But what puzzles me is, I can't understand why you have installed dns/bind98?


----------



## kpa (Jul 7, 2013)

The default BIND in the base system run chroot(1)ed by default but you don't notice it right away because the configuration directory /etc/namedb is a symbolic link to the chroot directory under /var/named.


----------



## NuLL3rr0r (Jul 7, 2013)

kpa said:
			
		

> The default BIND in the base system run chroot(1)ed by default but you don't notice it right away because the configuration directory /etc/namedb is a symbolic link to the chroot directory under /var/named.

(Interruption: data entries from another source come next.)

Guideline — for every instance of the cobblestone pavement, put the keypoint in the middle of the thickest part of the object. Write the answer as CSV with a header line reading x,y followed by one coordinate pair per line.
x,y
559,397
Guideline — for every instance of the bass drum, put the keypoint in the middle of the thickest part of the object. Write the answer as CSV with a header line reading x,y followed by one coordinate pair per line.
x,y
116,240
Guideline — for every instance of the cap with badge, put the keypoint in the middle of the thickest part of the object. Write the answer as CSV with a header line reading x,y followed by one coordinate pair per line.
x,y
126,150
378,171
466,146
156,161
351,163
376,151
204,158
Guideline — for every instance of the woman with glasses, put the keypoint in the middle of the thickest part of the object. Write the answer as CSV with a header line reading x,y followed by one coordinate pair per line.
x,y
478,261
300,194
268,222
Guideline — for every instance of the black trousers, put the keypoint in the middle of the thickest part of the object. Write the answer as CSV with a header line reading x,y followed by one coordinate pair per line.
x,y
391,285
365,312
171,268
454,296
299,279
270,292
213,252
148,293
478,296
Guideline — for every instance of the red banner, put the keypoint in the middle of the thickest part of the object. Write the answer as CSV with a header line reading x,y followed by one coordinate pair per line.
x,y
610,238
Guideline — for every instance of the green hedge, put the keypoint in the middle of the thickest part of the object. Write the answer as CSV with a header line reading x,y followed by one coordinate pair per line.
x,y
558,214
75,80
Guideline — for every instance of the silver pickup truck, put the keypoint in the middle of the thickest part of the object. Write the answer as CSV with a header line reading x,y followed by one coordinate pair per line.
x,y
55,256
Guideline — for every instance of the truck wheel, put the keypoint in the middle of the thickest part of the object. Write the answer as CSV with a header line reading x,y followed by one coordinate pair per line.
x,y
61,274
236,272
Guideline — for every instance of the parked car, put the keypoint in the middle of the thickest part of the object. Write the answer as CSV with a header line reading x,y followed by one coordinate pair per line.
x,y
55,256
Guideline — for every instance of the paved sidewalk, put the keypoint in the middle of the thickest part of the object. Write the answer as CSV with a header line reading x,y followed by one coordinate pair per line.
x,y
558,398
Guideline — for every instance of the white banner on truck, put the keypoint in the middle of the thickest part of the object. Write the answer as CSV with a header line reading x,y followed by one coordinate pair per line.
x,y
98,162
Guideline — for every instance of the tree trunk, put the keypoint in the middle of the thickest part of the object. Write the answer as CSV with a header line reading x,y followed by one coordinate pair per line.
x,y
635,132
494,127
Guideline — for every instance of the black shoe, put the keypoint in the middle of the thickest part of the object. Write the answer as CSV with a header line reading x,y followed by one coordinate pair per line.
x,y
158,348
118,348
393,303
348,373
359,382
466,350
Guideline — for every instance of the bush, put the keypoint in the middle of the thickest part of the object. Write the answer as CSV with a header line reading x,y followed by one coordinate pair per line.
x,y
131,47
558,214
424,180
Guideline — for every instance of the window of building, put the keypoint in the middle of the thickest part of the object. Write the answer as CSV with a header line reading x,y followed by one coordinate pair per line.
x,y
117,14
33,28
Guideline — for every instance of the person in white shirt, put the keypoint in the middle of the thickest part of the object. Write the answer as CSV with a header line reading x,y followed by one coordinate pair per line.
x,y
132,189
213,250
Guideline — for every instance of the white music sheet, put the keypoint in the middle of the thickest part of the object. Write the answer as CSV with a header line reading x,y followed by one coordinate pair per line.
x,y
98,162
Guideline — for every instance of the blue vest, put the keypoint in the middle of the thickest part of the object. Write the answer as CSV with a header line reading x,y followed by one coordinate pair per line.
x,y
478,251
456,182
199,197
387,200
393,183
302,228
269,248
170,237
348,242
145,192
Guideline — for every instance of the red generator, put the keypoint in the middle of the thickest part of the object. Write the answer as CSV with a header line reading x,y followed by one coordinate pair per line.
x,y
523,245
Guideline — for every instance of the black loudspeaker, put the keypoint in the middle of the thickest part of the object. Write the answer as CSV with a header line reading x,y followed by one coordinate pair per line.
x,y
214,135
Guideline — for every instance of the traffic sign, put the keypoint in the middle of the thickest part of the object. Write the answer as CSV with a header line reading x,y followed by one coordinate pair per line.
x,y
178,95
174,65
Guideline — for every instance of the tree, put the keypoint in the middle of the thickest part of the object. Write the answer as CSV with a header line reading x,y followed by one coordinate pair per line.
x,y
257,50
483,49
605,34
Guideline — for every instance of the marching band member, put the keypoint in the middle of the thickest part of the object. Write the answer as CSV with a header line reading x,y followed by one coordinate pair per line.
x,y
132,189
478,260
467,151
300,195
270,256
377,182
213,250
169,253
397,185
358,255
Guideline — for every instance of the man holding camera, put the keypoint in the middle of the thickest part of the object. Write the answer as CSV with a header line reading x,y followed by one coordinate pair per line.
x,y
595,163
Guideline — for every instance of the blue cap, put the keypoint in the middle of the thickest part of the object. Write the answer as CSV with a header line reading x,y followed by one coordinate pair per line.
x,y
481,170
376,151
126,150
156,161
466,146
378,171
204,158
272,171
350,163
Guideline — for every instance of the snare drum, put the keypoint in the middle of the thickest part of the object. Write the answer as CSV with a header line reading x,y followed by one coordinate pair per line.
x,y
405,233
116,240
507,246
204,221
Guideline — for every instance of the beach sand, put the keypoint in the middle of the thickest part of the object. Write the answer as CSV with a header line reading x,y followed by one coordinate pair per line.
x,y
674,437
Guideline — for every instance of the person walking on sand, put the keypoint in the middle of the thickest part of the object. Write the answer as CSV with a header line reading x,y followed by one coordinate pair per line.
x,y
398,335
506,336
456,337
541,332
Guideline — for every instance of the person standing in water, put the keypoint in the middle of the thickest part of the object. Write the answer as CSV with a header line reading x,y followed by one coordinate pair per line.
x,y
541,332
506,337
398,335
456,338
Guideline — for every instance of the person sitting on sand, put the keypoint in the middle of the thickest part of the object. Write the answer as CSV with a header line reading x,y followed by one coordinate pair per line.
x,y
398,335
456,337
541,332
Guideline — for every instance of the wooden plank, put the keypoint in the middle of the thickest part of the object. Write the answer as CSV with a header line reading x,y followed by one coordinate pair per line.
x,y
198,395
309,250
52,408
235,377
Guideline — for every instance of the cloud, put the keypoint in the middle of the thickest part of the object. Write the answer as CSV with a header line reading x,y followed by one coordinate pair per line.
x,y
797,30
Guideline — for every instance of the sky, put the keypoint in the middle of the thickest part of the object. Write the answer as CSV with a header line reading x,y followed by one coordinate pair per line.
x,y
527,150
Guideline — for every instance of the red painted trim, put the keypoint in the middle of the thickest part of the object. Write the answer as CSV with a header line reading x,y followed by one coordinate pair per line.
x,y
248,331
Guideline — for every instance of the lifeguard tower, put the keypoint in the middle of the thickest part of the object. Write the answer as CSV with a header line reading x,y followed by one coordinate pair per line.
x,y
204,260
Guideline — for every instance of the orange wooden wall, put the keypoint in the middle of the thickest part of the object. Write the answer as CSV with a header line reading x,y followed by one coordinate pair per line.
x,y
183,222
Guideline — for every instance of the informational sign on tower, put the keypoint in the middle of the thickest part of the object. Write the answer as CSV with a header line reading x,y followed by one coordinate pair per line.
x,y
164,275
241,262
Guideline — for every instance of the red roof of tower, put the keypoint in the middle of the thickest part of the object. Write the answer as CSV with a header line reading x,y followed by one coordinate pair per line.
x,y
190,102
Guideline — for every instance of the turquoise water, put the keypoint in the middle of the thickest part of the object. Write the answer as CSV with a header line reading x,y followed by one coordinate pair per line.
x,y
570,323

Thanks for pointing that out. I wasn't aware of that.


----------



## ShelLuser (Jul 8, 2013)

NuLL3rr0r said:
			
		

> Actually as @ShelLuser pointed out by default BIND runs unjailed


Uhm, that's not what I pointed out up there :\


----------



## NuLL3rr0r (Jul 8, 2013)

ShelLuser said:
			
		

> Uhm, that's not what I pointed out up there :\



Sorry, my mistake. I remember it was midnight here and I was sleepy while reading this thread. So, I inferred the wrong point/idea from your answer.

Sorry, If I bothered you.


----------



## Savagedlight (Jul 8, 2013)

I'd just like to point out that chroot(8) isn't the same as jail(8). The sooner this confusion is cleared up, the better. 

Since it's not run in a jail, there shouldn't be anything preventing Samba from doing its thing with Bind, as long as Samba isn't chrooted or jailed.


----------